Discussion of male contraceptive developments.
Fertility journeys: Christy’s medical procedures; Josh recounts giving a semen sample at the doctor (Awkward!).
The group’s comedic speculation about “crunchy” magazines and sample cups.
Christy (about fertility clinics):
"...the doctor comes in with the syringe. And then they leave the two of you in there for 30 minutes." (24:54)
Josh:
"The magazines were so old, they looked crunchy...not necessarily crunchy with dried fluid, but just so old and crinkled." (26:33)
(31:40–34:02)
(104:21–109:48)
One in eight men under 35 admit to bringing condoms to a funeral “just in case,” one in four to high school reunions.

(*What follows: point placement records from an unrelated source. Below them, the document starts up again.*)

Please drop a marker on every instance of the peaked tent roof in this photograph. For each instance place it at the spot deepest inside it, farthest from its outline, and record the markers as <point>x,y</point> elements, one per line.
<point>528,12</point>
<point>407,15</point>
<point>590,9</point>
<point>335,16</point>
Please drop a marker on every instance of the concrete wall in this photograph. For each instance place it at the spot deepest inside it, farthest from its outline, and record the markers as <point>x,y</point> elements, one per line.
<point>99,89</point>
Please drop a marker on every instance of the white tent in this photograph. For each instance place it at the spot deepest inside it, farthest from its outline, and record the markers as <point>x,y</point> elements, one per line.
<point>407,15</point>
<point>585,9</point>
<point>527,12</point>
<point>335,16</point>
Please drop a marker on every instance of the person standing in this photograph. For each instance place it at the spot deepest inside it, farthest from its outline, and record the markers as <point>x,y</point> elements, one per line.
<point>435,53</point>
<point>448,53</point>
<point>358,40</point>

Banter about where to store condoms, and how/when to present them.
Tom (on funerals vs. weddings):
"Who's more likely to get action, pallbearer or bridesmaid?" (108:17)
(139:26–155:25)
Listeners write in about jealousy, suspicions over workplace fitness motivation, and partners not introducing them to friends/family.

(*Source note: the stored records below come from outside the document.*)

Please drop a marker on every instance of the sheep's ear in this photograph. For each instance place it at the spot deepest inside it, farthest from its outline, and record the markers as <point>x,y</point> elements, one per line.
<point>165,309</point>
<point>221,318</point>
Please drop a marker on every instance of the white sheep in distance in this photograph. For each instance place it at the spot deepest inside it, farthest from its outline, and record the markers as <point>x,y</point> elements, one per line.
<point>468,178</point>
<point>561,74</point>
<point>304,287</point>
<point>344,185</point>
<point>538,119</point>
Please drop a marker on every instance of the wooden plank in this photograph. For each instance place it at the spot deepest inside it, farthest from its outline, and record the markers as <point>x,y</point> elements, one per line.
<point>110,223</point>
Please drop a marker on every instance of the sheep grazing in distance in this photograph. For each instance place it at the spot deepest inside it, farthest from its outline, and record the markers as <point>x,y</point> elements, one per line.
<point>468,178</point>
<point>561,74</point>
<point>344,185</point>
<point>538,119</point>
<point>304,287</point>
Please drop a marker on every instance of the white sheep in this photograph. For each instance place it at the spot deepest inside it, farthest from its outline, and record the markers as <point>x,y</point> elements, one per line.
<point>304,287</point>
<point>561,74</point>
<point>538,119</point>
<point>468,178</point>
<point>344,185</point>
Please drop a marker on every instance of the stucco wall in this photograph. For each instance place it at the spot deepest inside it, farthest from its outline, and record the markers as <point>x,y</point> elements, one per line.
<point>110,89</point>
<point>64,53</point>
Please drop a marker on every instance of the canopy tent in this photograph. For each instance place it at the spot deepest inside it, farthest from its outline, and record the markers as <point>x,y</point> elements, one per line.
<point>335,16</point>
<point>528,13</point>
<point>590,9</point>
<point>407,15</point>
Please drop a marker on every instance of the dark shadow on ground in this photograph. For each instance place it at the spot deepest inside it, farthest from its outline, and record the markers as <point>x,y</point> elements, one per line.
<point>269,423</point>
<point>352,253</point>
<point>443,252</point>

Discussion of cultural attitudes towards fighting in Irish and Italian families.
Issue of "moose knuckle" yoga pants, drink-buying etiquette at bars, and anonymous Valentine’s flowers at work.
Ali:
"I know a girl who...sent herself flowers to make the boyfriend jealous." (153:59)
(130:55–138:41)
Story: a man hacking his robot vacuum to work with a PS5 controller unintentionally gained access to 7,000 other devices—could see home layouts, video, microphones.
Discussion: robot vacuums, lawn mowers, snow plows, the risk of robot devices being hacked for “Roomba porn.”
Realtor accidentally posts AI-enhanced listing photo with a “demonic figure” in the mirror.
Christy (on the real estate listing):
"The AI hallucination...one commenter described [it] as a sleep paralysis demon." (136:33)
(92:00–99:10)
This episode of The BOB & TOM Show moves seamlessly from musical humor to geeky gadget fears, from parenthood woes to sexual health, and from sports news to the haunted hazards of AI photo editing. The conversation brims with banter, storytelling, and real-world questions—a wildly entertaining ride, even for first-time listeners.
For those who didn’t tune in, this episode delivered exactly what BOB & TOM fans love: raucous laughter, frank discussion, bizarre news, and a window into the lives, foibles, and friendships of the show's colorful cast.